Ce podcast issu de l’émission “CO² Mon Amour” de Denis Cheissoux sur France Inter fait un état des lieux de la législation concernant les semences en France et en Europe. Il donne la parole à deux invités de milieux très différents, Philippe Desbrosses et François Burgaud.

Les statistiques de la FAO annoncent qu’on a perdu 75% en un siècle de la biodiversité des variétés que nous cultivions au début du 20e siècle, nous pensons qu’il y a urgence. Philippe Desbrosses

Philippe Desbrosses est le fondateur de “Graines de Vies”, une association qui vise à préserver la diversité des semences et à faire circuler les graines d’espèces rustiques et traditionnelles. Graines de Vie encourage les particuliers à partager leurs semences et mène 3 actions majeures :

  • Former des ambassadeurs de la biodiversité au Conservatoire de Sainte-Marthe et d’Intelligence Verte (en bio depuis 1969).
  • Créer un programme pédagogique vidéo en ligne, accessible à tous gratuitement.
  • Sauvegarder et multiplier 150 variétés anciennes par notre réseau de reproducteurs.

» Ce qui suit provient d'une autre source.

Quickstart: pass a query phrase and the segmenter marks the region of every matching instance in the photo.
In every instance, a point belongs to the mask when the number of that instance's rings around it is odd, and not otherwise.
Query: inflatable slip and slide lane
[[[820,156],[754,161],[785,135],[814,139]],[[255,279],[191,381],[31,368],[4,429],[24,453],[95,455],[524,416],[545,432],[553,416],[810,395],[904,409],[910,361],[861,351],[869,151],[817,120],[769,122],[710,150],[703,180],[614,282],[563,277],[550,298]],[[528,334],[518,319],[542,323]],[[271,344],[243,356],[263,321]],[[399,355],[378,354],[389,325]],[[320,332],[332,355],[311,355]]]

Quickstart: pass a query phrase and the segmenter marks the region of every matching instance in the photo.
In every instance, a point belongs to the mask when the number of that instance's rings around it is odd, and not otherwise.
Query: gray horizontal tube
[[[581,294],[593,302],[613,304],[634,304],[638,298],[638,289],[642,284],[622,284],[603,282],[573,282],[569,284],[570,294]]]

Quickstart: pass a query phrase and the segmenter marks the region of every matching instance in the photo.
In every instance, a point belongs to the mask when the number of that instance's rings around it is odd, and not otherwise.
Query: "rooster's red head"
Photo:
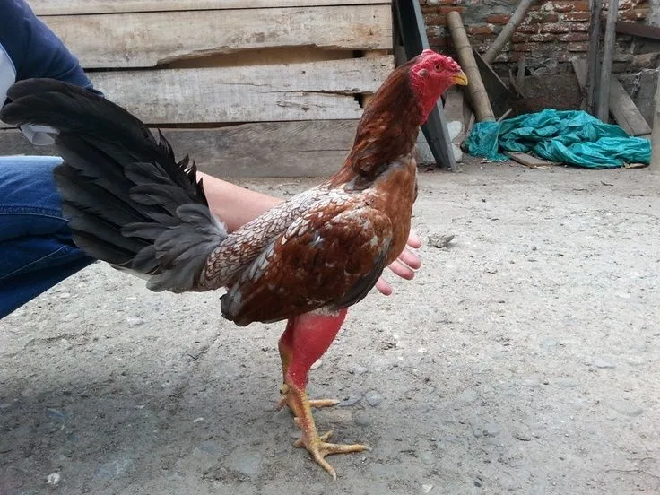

François Burgaud est le directeur des affaires extérieures du GNIS (Groupement National Interprofessionnel des semences), organisme chargé d’inscrire de nouvelles espèces au catalogue officiel.

Si on fait une analyse nutritionnelle par exemple de vitamine C entre une variété ancienne de pommes comme la Transparente de Croncels et la Golden (…), on voit qu’il y a 4 mg de vitamine C aux 100 g dans une Golden contre 400 mg (100 fois plus) dans une Transparente de Croncels. Philippe Desbrosses

Au fil des années et des sélections, les qualités nutritionnelles des plantes cultivées ont baissé de façon drastique.

François Burgaud explique la position du GNIS sur ces graines : sous couvert de protéger les consommateurs (particuliers et paysans) contre les “contrefaçons” et les variétés à trop faible rendement par exemple, le législateur a mis en place le Catalogue Officiel pour assurer une “traçabilité” de ces semences.

Ce catalogue a le très grand défaut de freiner d’un point de vue juridique la vente de semences des variétés traditionnelles alors qu’elles font partie du domaine public.

L’émission termine par un reportage en Colombie montrant le rôle primordial des gardiens de semences chez un peuple traditionnel colombien. Ces gardiens assurent le renouvellement et l’amélioration continue des semences, en restant sûr qu’elles restent adaptées au climat qui change. “En continuant de planter des semences, ils font en sorte qu’elles soient toujours adaptées aux conditions locales”.